Inhibition of Glycogen synthase kinase 3 (GSK3) is a popular explanation for the effects of lithium ions on mood regulation in bipolar disorder and other mental illnesses, including major depression, cyclothymia, and schizophrenia. Contribution of GSK3 is supported by evidence obtained from animal and patient derived model systems. However, the two GSK3 enzymes, GSK3 alpha and GSK3 beta, have more than 100 validated substrates. They are thus central hubs for major biological functions, such as dopamine-glutamate neurotransmission, synaptic plasticity (Hebbian and homeostatic), inflammation, circadian regulation, protein synthesis, metabolism, inflammation, and mitochondrial functions. The intricate contributions of GSK3 to several biological processes make it difficult to identify specific mechanisms of mood stabilization for therapeutic development.

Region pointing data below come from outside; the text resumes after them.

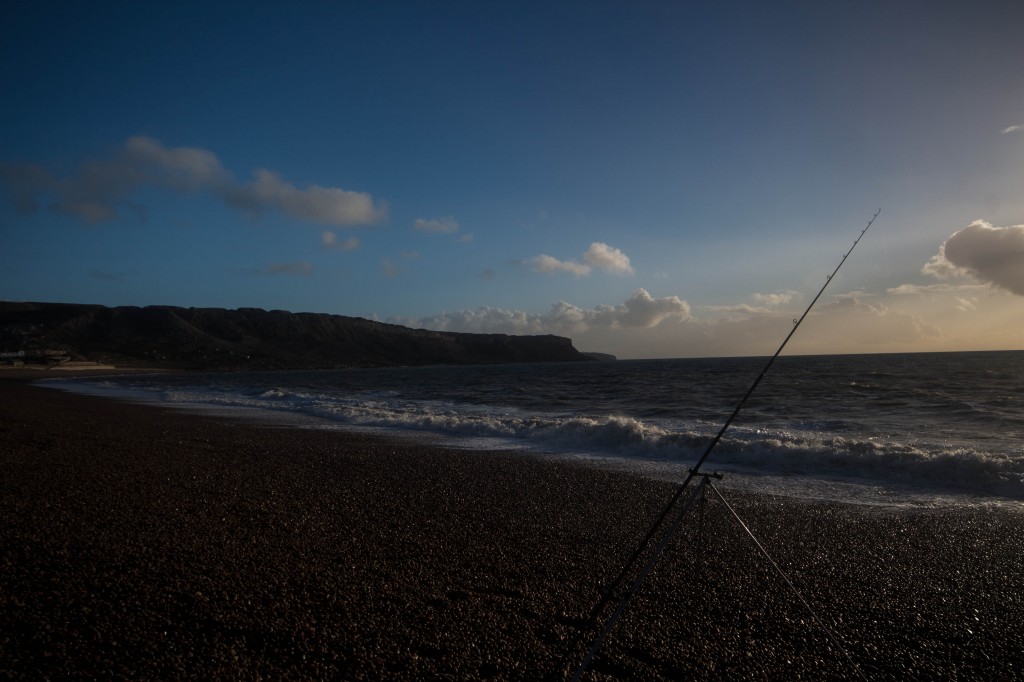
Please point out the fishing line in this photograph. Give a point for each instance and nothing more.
(814, 616)
(695, 471)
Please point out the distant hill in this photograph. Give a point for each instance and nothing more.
(248, 339)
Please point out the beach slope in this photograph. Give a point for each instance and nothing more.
(148, 543)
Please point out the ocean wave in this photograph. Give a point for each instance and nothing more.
(827, 446)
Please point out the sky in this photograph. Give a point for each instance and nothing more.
(650, 179)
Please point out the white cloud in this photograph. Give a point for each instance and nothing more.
(607, 258)
(778, 298)
(315, 204)
(330, 241)
(599, 256)
(641, 310)
(992, 255)
(444, 225)
(97, 188)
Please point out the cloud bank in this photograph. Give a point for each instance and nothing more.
(97, 188)
(598, 256)
(992, 255)
(641, 310)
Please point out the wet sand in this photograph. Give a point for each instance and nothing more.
(152, 544)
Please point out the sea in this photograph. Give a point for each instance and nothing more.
(916, 429)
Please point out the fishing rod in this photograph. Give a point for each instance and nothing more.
(693, 473)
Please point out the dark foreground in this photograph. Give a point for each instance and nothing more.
(142, 543)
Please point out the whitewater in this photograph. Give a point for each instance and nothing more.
(893, 429)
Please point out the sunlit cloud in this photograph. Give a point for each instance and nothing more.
(99, 188)
(598, 256)
(445, 225)
(988, 254)
(330, 241)
(641, 310)
(966, 304)
(777, 298)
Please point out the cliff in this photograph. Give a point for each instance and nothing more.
(249, 339)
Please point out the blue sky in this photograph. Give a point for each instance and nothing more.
(650, 178)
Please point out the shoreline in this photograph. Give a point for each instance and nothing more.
(155, 543)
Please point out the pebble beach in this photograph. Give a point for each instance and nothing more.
(145, 543)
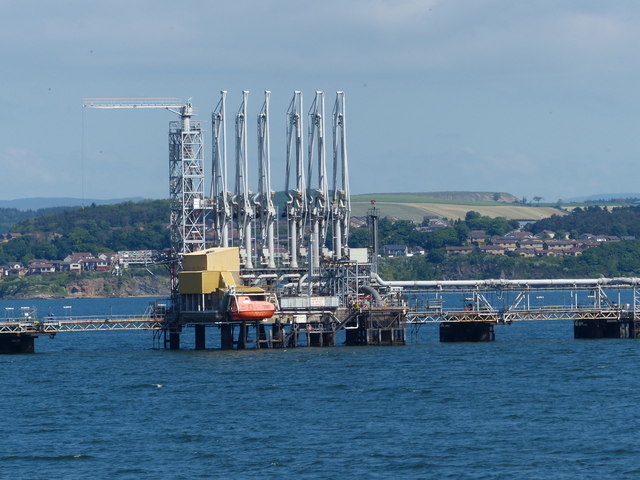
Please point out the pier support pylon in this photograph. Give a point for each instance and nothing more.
(174, 340)
(467, 332)
(200, 333)
(17, 343)
(600, 328)
(226, 336)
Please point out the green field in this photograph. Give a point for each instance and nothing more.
(414, 206)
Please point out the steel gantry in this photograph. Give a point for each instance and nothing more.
(506, 301)
(265, 209)
(186, 169)
(296, 207)
(221, 203)
(242, 197)
(341, 202)
(186, 174)
(317, 194)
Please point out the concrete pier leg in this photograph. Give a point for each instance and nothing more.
(598, 328)
(226, 337)
(174, 340)
(261, 336)
(242, 336)
(329, 339)
(356, 336)
(277, 336)
(16, 343)
(314, 339)
(466, 332)
(200, 333)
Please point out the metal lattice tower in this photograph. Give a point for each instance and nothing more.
(318, 194)
(265, 209)
(242, 198)
(341, 204)
(186, 184)
(219, 191)
(186, 173)
(297, 201)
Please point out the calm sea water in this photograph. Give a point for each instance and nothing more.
(534, 404)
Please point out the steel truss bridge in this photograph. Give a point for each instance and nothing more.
(504, 301)
(52, 326)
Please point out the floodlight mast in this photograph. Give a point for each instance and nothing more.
(296, 207)
(318, 197)
(186, 172)
(265, 209)
(341, 208)
(219, 190)
(242, 198)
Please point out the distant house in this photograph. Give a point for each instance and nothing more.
(531, 244)
(93, 264)
(508, 244)
(70, 266)
(135, 257)
(492, 249)
(459, 250)
(395, 250)
(478, 237)
(528, 252)
(560, 245)
(5, 237)
(38, 267)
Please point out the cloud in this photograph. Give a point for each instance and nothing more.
(25, 173)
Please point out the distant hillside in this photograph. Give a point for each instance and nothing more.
(453, 205)
(606, 197)
(429, 197)
(37, 203)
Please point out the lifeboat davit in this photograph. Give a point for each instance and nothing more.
(244, 308)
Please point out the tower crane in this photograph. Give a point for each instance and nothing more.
(297, 202)
(341, 207)
(318, 196)
(219, 191)
(186, 172)
(242, 197)
(265, 209)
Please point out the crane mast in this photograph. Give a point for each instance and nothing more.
(242, 198)
(186, 172)
(265, 209)
(219, 190)
(318, 196)
(297, 203)
(341, 208)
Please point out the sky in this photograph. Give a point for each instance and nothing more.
(530, 98)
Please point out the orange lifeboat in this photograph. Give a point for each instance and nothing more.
(244, 308)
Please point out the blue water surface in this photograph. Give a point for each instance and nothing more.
(534, 404)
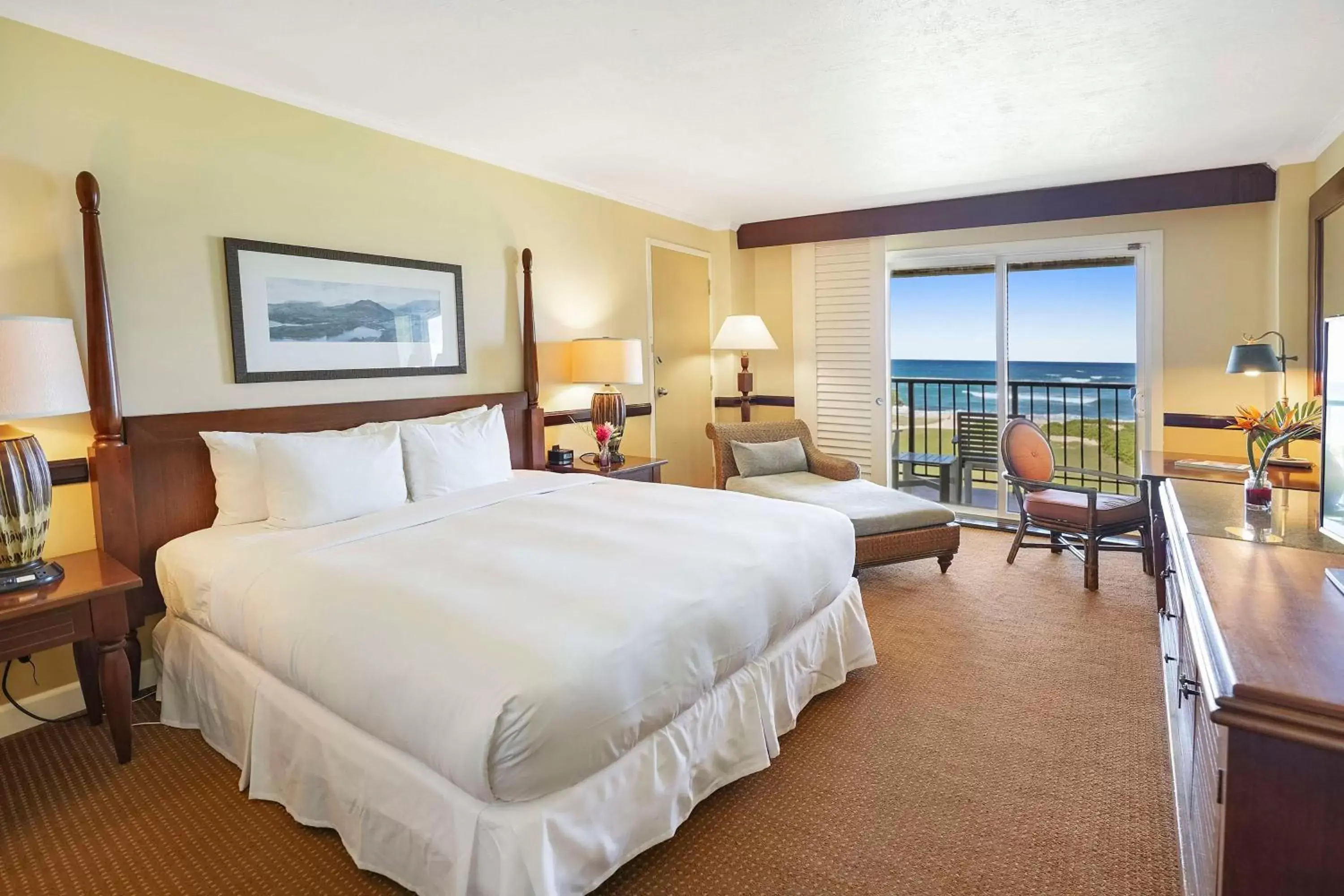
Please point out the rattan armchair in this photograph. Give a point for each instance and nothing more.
(1080, 519)
(939, 542)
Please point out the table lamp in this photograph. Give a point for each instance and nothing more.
(607, 362)
(39, 377)
(744, 334)
(1254, 358)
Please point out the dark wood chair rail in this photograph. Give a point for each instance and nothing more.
(1162, 193)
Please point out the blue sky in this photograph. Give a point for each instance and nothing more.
(1069, 315)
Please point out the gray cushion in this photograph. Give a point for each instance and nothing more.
(769, 458)
(873, 508)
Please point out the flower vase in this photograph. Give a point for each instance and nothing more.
(1260, 493)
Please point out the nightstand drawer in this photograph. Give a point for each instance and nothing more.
(42, 630)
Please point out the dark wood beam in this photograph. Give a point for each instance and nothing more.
(1131, 197)
(561, 418)
(1198, 421)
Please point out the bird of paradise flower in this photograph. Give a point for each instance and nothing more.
(1277, 426)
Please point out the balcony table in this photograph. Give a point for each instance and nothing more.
(945, 464)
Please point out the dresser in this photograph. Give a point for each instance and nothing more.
(1253, 663)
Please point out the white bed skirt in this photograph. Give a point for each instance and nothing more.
(400, 818)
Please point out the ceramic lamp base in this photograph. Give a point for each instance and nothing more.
(609, 408)
(25, 500)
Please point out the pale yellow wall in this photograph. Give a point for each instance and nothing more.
(185, 163)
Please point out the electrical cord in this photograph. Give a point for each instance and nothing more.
(4, 689)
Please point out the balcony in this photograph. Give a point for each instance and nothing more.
(945, 435)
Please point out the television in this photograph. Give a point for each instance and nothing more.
(1332, 432)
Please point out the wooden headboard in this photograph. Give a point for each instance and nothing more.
(151, 474)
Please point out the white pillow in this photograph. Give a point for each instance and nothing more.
(441, 418)
(238, 492)
(315, 481)
(447, 457)
(233, 457)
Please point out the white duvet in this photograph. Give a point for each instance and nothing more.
(517, 637)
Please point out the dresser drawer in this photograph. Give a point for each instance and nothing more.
(42, 630)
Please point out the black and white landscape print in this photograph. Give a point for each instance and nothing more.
(302, 314)
(310, 311)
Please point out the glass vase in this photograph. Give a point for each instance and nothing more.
(1260, 493)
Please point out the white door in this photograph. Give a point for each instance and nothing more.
(842, 379)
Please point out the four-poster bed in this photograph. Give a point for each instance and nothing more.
(443, 680)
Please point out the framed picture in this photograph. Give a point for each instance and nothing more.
(302, 314)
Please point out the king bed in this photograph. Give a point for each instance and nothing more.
(510, 688)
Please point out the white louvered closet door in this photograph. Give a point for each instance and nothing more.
(846, 383)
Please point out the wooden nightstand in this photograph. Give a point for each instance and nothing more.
(639, 469)
(86, 609)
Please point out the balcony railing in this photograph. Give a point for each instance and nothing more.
(1090, 425)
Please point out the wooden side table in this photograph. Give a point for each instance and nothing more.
(639, 469)
(86, 609)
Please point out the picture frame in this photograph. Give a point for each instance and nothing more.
(303, 314)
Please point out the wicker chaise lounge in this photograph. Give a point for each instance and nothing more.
(890, 527)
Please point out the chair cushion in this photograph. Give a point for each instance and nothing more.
(873, 508)
(1072, 507)
(768, 458)
(1027, 452)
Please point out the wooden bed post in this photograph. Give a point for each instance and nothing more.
(109, 456)
(535, 417)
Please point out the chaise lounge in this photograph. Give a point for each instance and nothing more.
(780, 461)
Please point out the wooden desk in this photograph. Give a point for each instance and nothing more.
(1162, 465)
(1254, 680)
(639, 469)
(88, 609)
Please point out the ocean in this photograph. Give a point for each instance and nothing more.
(1058, 390)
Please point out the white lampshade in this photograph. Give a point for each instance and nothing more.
(744, 334)
(607, 361)
(39, 369)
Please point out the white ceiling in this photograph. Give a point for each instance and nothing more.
(722, 112)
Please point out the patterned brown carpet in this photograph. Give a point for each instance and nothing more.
(1008, 742)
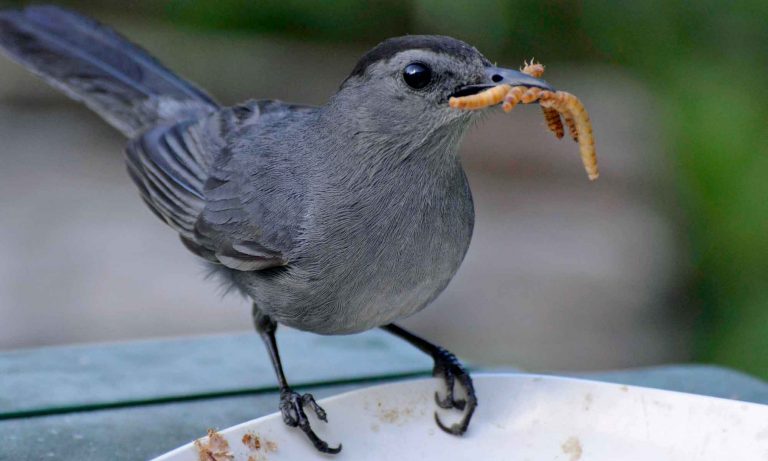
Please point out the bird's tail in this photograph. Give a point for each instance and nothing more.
(94, 64)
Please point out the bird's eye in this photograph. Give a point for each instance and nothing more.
(417, 75)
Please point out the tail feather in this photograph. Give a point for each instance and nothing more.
(94, 64)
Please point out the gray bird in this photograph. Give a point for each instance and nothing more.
(333, 219)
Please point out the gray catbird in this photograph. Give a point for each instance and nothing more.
(333, 219)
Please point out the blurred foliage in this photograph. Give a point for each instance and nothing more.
(704, 59)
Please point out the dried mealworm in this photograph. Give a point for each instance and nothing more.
(533, 69)
(571, 107)
(513, 97)
(481, 100)
(554, 123)
(530, 95)
(554, 105)
(551, 116)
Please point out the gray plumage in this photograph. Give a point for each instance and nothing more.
(333, 219)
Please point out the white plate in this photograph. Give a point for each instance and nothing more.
(520, 417)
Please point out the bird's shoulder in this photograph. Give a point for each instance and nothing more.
(255, 192)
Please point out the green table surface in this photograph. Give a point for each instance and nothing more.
(137, 400)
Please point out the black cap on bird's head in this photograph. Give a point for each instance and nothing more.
(410, 79)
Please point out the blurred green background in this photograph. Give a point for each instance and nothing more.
(705, 61)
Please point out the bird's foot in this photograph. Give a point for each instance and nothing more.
(292, 406)
(452, 371)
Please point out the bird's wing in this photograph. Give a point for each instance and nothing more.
(222, 199)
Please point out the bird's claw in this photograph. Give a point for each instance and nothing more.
(451, 370)
(292, 406)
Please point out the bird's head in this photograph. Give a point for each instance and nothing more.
(402, 86)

Identification of GSK3 substrates involved in lithium therapeutic action is thus critical. We provide an overview of GSK3 biological functions and substrates for which there is evidence for a contribution to lithium effects. A particular focus is given to four of these: the transcription factor cAMP response element-binding protein (CREB), the RNA-binding protein FXR1, kinesin subunits, and the cytoskeletal regulator CRMP2. An overview of how co-regulation of these substrates may result in shared outcomes is also presented. Better understanding of how inhibition of GSK3 contributes to the therapeutic effects of lithium should allow for identification of more specific targets for future drug development. It may also provide a framework for the understanding of how lithium effects overlap with those of other drugs such as ketamine and antipsychotics, which also inhibit brain GSK3.

Automated summary

Inhibition of glycogen synthase kinase 3 (GSK3) is a key factor in explaining the effects of lithium ions on mood regulation in bipolar disorder and other mental illnesses. However, GSK3 has multiple biological functions and identifying specific mechanisms for therapeutic development is challenging. This article provides an overview of GSK3's functions and substrates, with a focus on four substrates associated with lithium effects. Understanding GSK3's contribution to the therapeutic effects of lithium can aid in identifying specific drug targets and understanding overlaps with other drugs that inhibit brain GSK3, such as ketamine and antipsychotics.